Northlandr’s name and logo are a nod to the fact that we are based out of the state of Minnesota in the northern region of the United States.

Our goal is to foster healthy connection with this place – not just to be on the land, or to take from the land, but to be of this land. To be custodians and protectors. To live as a keystone species here.

The logo is Ursa Major – “the great bear,” a constellation primarily associated with the northern hemisphere. Bears have a particular connection to the North. In fact, the word arctic literally means “bear country.”

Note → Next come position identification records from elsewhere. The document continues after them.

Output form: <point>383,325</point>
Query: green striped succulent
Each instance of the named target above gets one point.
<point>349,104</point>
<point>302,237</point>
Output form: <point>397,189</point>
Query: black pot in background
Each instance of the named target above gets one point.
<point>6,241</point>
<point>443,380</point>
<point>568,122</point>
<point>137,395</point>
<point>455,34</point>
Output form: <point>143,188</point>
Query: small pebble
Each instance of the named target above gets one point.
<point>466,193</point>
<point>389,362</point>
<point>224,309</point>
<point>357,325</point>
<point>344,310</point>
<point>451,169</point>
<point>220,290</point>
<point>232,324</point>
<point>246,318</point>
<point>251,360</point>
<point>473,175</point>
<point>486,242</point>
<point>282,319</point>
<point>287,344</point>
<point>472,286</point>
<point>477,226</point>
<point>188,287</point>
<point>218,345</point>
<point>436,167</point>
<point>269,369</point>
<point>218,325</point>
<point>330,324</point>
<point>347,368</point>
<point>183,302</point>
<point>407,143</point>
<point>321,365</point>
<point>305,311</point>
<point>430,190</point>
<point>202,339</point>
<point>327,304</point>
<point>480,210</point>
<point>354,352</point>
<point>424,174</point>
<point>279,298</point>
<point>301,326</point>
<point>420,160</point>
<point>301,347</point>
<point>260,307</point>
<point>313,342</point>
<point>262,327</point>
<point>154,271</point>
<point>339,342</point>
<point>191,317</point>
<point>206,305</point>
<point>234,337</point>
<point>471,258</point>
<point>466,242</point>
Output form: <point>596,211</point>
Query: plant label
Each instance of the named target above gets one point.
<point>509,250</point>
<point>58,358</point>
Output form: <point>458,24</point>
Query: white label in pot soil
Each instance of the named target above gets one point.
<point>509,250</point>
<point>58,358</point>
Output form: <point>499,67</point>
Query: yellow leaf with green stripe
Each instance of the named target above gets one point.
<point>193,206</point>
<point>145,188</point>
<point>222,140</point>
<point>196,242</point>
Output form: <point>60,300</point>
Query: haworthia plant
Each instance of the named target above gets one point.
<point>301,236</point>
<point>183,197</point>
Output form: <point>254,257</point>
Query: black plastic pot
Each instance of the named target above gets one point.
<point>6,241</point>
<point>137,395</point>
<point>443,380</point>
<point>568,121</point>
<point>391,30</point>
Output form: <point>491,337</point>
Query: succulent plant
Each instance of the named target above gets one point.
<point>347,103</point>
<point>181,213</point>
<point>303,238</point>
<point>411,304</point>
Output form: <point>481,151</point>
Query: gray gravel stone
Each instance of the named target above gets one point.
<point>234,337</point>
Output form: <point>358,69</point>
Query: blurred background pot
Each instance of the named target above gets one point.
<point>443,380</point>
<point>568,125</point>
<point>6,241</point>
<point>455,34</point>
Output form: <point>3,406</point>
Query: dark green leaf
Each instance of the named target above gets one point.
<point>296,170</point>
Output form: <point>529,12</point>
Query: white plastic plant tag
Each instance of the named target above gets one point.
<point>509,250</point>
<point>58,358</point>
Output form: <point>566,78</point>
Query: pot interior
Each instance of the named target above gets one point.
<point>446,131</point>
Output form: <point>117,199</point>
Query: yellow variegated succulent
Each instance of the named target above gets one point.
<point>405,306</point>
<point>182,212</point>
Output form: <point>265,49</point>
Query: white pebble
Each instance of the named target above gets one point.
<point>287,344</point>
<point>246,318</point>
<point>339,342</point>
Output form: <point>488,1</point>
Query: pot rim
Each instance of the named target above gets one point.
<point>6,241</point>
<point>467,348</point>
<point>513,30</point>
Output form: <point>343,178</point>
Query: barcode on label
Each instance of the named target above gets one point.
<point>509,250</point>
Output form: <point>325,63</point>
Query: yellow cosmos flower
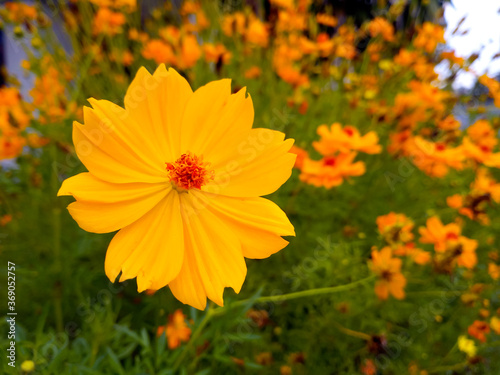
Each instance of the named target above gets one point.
<point>181,175</point>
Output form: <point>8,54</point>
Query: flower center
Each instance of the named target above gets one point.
<point>189,171</point>
<point>348,131</point>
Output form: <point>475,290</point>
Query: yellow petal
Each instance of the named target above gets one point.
<point>86,187</point>
<point>257,222</point>
<point>103,207</point>
<point>158,103</point>
<point>258,165</point>
<point>212,116</point>
<point>151,249</point>
<point>112,150</point>
<point>213,260</point>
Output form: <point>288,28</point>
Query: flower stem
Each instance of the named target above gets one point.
<point>301,294</point>
<point>211,312</point>
<point>56,215</point>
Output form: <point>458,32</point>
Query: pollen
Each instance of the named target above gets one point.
<point>189,172</point>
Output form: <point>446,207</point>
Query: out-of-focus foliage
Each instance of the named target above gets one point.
<point>390,189</point>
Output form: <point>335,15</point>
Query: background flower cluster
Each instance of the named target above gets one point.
<point>395,192</point>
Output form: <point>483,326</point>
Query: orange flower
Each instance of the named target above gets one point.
<point>177,331</point>
<point>253,72</point>
<point>331,171</point>
<point>455,201</point>
<point>419,256</point>
<point>292,76</point>
<point>108,22</point>
<point>449,123</point>
<point>494,271</point>
<point>481,154</point>
<point>216,53</point>
<point>345,139</point>
<point>257,33</point>
<point>438,234</point>
<point>388,269</point>
<point>159,51</point>
<point>485,185</point>
<point>190,52</point>
<point>434,158</point>
<point>326,19</point>
<point>301,156</point>
<point>11,146</point>
<point>479,330</point>
<point>465,252</point>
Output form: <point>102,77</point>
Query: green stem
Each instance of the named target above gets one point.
<point>211,312</point>
<point>457,366</point>
<point>208,315</point>
<point>301,294</point>
<point>56,216</point>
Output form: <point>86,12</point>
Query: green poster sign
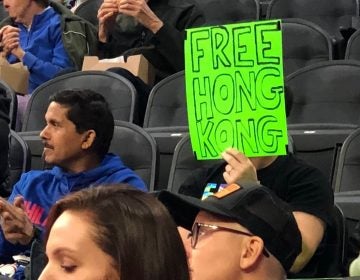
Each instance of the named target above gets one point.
<point>235,89</point>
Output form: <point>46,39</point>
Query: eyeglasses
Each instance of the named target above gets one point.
<point>198,230</point>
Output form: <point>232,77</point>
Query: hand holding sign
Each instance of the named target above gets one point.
<point>239,169</point>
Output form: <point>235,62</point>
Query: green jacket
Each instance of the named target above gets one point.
<point>79,36</point>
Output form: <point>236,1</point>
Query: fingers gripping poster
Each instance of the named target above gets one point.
<point>235,89</point>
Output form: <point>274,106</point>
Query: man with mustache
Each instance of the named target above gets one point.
<point>78,132</point>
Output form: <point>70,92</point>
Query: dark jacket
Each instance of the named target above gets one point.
<point>79,36</point>
<point>165,49</point>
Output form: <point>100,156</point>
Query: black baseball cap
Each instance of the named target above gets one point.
<point>255,207</point>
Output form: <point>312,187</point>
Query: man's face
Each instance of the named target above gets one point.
<point>63,145</point>
<point>17,9</point>
<point>216,255</point>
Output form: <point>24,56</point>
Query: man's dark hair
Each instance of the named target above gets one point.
<point>89,110</point>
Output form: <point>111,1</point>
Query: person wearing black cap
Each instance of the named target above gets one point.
<point>302,186</point>
<point>253,220</point>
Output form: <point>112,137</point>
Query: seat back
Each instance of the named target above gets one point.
<point>118,91</point>
<point>318,144</point>
<point>325,92</point>
<point>3,13</point>
<point>348,172</point>
<point>184,163</point>
<point>10,93</point>
<point>353,46</point>
<point>88,10</point>
<point>19,158</point>
<point>137,150</point>
<point>332,262</point>
<point>349,202</point>
<point>216,12</point>
<point>300,53</point>
<point>328,14</point>
<point>167,103</point>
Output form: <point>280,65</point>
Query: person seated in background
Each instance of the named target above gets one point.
<point>302,186</point>
<point>78,132</point>
<point>113,232</point>
<point>4,143</point>
<point>155,29</point>
<point>241,232</point>
<point>47,38</point>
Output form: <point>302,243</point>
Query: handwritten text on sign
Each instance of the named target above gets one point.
<point>234,88</point>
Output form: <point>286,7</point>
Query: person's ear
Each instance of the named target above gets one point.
<point>88,139</point>
<point>251,251</point>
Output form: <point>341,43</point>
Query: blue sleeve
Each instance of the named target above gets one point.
<point>7,249</point>
<point>41,70</point>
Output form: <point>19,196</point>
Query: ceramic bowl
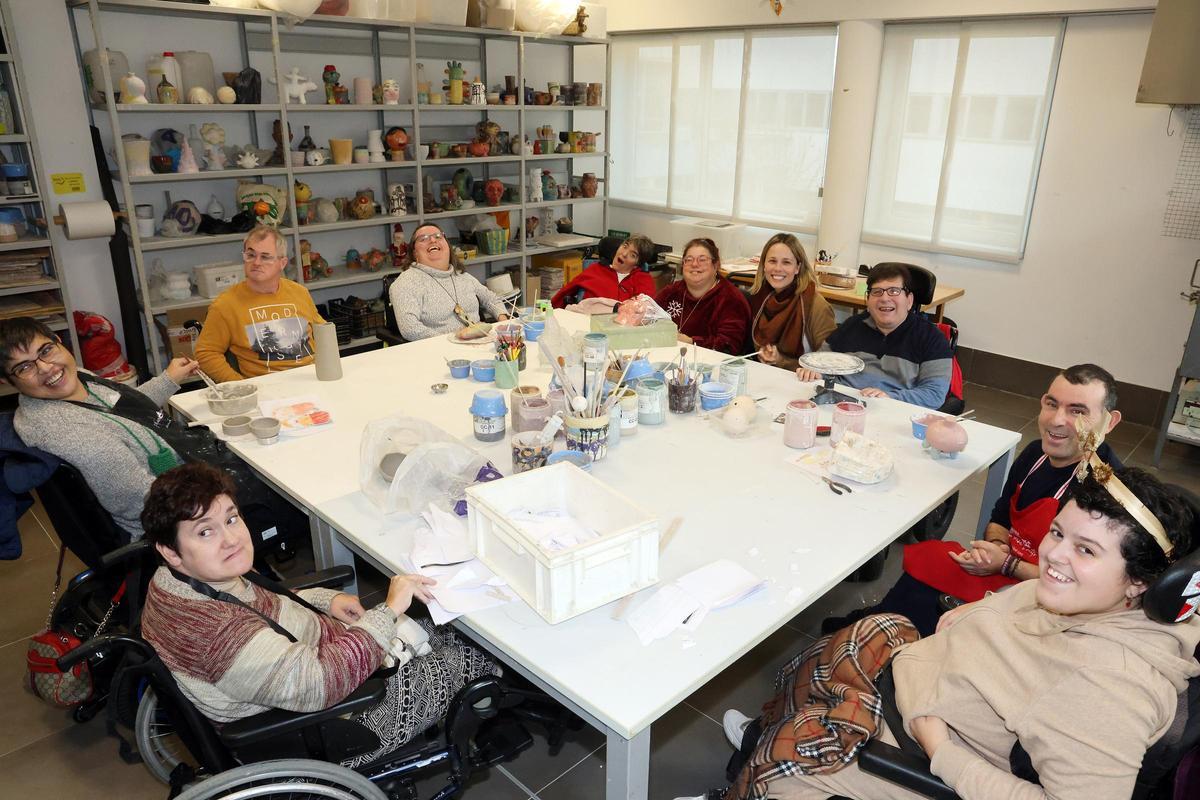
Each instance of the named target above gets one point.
<point>233,398</point>
<point>235,426</point>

Reverence for bears in this part of the world goes back a very long way. In his influential book The Masks of God: Primitive Mythology, Joseph Campbell theorized that there was a Paleolithic circumpolar bear cult, a theory supported by the fact that forms of bear ceremonialism are found throughout the northern regions of Eurasia and North America.

It has been suggested, in fact, that bears are connected to many early forms of art and spiritual practice.

The oldest musical instrument ever discovered is made from the femur of a bear, and humans may have been inspired to first create cave paintings by observing the scratches bears left on cave walls.

E.C. Krupp is the world’s leading authority on “archaeoastronomy,” the study of how ancient peoples venerated the skies. Krupp, like Joseph Campbell, points to bears as the inspiration for early shamanistic practices. One of the most distinctive aspects of the shaman’s role was to act as a bridge between the human world and the spirit world, and they did this in part through symbolic dying and rising again in the form of trance. In his book Echoes of the Ancient Skies, Krupp points to the very act of hibernation as the thing that makes bears so spiritually significant.

“Throughout the northern world the bear is an important image in the shamanic tradition, and it is fairly easy to see why this might be so. As a powerful creature, the bear is a natural embodiment of the shaman’s power, but the bear shares another aspect of the shaman’s path. In winter, the bear hibernates. It emerges in spring. Hibernation is a kind of death, and it parallels the shaman’s ‘death’ – the obligatory trance. Through this transformation the shaman experiences a transcendental ecstasy associated with the sky. He is reborn, as is the bear when winter’s death is done. Power and the cosmic cycle are locked in the habits of the bear.” (Krupp, p.140)

Bears are the prototype for the dying and rising being, and while today we still associate Spring with bears coming out of hibernation, in the ancient understanding the causal arrow may have been reversed. It wasn’t that bears woke up because Spring arrived and things thawed out. Instead, bears came out of hibernation and brought new life with them. They made Spring happen.

As a symbol of the North, natural cycles, and the spiritual bridge between worlds, the Great Bear captures the essence of what Northlandr is all about.